Prince William and Kate Middleton's relatives "lived parallel lives" as similarities between their ancestors are uncovered.
Kate’s great-great aunt, Gertrude Middleton, and William’s great-grandmother, Princess Alice of Battenberg, shared a number of eerily similar stories.
They were both volunteer nurses during the First World War and were both nuns, an Australian historian recently unearthed.
Gertrude became a nun at the Anglican Convent of the Epiphany in Cornwall, while Princess Alice founded a Greek Orthodox order of nuns as they both ventured on a religious path.
But both women were also treated at a sanatorium, a facility that treated patients with mental health problems, the Daily Telegraph reports.
Kate's great-great aunt was treated at the Lawn Hospital for Mental and Nervous Diseases in Lincoln in the 1930s before dying at the facility in March 1942 at the age of 66.
During her life, Gertrude loved sport, including tennis, just like Kate, and lacrosse on the University of St Andrews' playing fields.
She also enjoyed playing the piano and continued her studies at St Anne’s College, Oxford, from 1900-1902.
She later worked as a social worker and was Honorary Secretary of Leeds Girls Clubs. It was here that she helped to manage the protection and sheltering of “friendless” and disadvantaged girls in the city and the wider Yorkshire area.
She then worked as a theology teacher in Leeds before the First World War broke out.
Princess Alice, meanwhile, was sent to a sanatorium in Switzerland in 1930 and died at Buckingham Palace in 1965 at the age of 88.
After being taken to the facility, she dedicated her life to helping others and sheltered Jewish refugees during the Holocaust while also working with the poor.

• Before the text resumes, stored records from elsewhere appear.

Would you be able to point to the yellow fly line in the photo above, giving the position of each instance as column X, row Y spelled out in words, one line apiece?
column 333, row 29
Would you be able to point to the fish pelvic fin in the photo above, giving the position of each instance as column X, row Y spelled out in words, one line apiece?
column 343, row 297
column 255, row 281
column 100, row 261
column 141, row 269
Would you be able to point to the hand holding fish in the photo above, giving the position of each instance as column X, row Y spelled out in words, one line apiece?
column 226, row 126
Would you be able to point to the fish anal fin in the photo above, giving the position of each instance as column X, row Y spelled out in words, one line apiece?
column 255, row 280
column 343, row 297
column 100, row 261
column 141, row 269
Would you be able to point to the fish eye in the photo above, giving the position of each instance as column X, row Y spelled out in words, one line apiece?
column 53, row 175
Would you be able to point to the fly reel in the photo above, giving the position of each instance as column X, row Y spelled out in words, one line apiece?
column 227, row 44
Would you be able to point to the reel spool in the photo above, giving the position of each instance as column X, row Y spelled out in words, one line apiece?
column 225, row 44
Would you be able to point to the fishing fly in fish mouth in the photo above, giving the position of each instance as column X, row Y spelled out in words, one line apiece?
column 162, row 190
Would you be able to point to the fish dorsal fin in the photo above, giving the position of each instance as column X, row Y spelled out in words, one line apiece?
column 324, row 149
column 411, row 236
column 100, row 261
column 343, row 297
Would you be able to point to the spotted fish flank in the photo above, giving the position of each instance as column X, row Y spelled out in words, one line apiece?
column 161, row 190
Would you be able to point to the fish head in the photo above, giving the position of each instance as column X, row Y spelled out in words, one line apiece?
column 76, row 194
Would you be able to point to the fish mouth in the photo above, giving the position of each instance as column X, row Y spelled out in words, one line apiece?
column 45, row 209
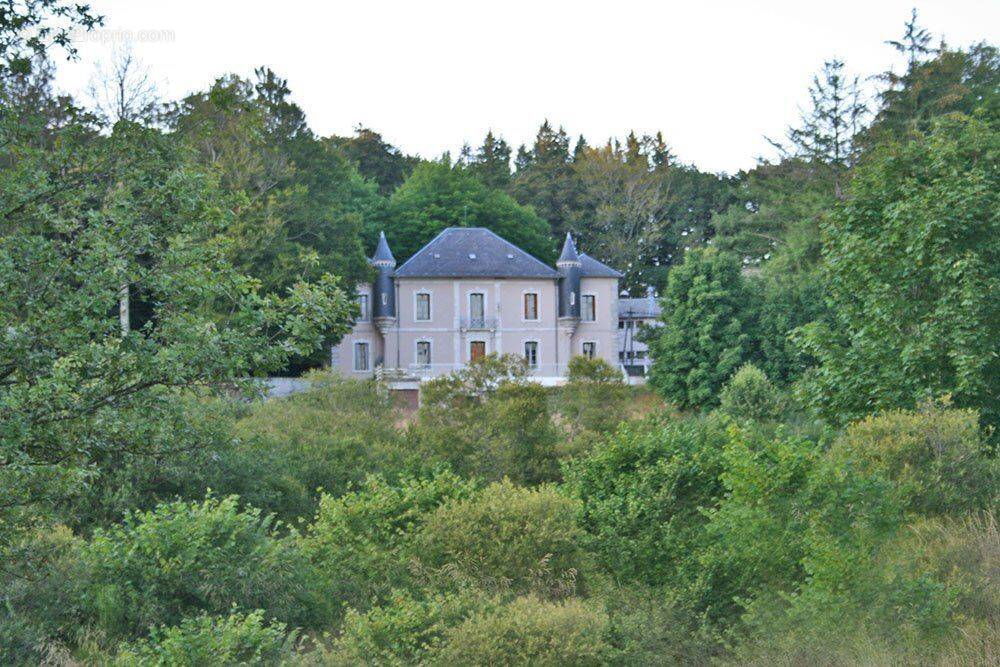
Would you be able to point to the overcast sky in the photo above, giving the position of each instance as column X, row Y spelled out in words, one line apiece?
column 715, row 77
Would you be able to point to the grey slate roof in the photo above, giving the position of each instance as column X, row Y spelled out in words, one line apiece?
column 382, row 252
column 473, row 252
column 641, row 308
column 569, row 251
column 591, row 268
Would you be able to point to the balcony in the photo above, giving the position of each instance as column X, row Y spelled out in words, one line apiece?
column 478, row 323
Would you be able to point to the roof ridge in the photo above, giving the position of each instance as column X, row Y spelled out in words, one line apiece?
column 522, row 250
column 422, row 248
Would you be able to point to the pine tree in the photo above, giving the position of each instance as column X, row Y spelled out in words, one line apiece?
column 490, row 163
column 828, row 129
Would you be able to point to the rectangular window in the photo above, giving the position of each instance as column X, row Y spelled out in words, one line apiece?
column 423, row 307
column 361, row 360
column 477, row 308
column 531, row 306
column 423, row 353
column 531, row 353
column 363, row 308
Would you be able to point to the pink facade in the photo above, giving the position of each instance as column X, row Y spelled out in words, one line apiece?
column 439, row 324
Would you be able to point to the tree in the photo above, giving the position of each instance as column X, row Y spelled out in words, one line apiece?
column 300, row 206
column 749, row 394
column 491, row 162
column 935, row 81
column 123, row 90
column 529, row 632
column 706, row 332
column 543, row 179
column 626, row 195
column 220, row 558
column 505, row 539
column 377, row 160
column 437, row 196
column 913, row 267
column 826, row 134
column 80, row 221
column 486, row 421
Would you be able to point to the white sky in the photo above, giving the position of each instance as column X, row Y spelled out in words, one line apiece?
column 715, row 77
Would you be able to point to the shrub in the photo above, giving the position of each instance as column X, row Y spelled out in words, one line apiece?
column 642, row 493
column 188, row 558
column 594, row 397
column 485, row 421
column 935, row 456
column 756, row 537
column 331, row 436
column 528, row 631
column 505, row 538
column 243, row 639
column 356, row 540
column 404, row 629
column 749, row 394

Michael Reed, a historian at Ilim College in Australia who made the discovery about Kate’s ancestor, told The Daily Telegraph: "They basically lived parallel lives, a few years apart.
"Both were volunteer nurses in connection with the Red Cross – Gertrude during the First World War, and Princess Alice during the first and second."
He added: "But most startling of all was the revelation that Gertrude, like Princess Alice, had been a patient in a mental hospital. Their stories are both fascinating and sad."
The willingness to help others appears to run in Kate's family.
She previously described how her great-grandmother Olive Middleton volunteered as a Red Cross nurse during the First World War while her grandmother Valerie Middleton performed the same role during the Second World War.
A part of the 150th anniversary of the Red Cross, which coincided with the Covid-19 pandemic in 2020, she wrote: “Like you and many others, they are both part of the rich history of the British Red Cross, which is helping to ensure many people get the support they need during a crisis.
“In recent months, I have been deeply moved by the work you and your colleagues have continued to do throughout the coronavirus pandemic. You have all been doing an inspiring job supporting vulnerable people.”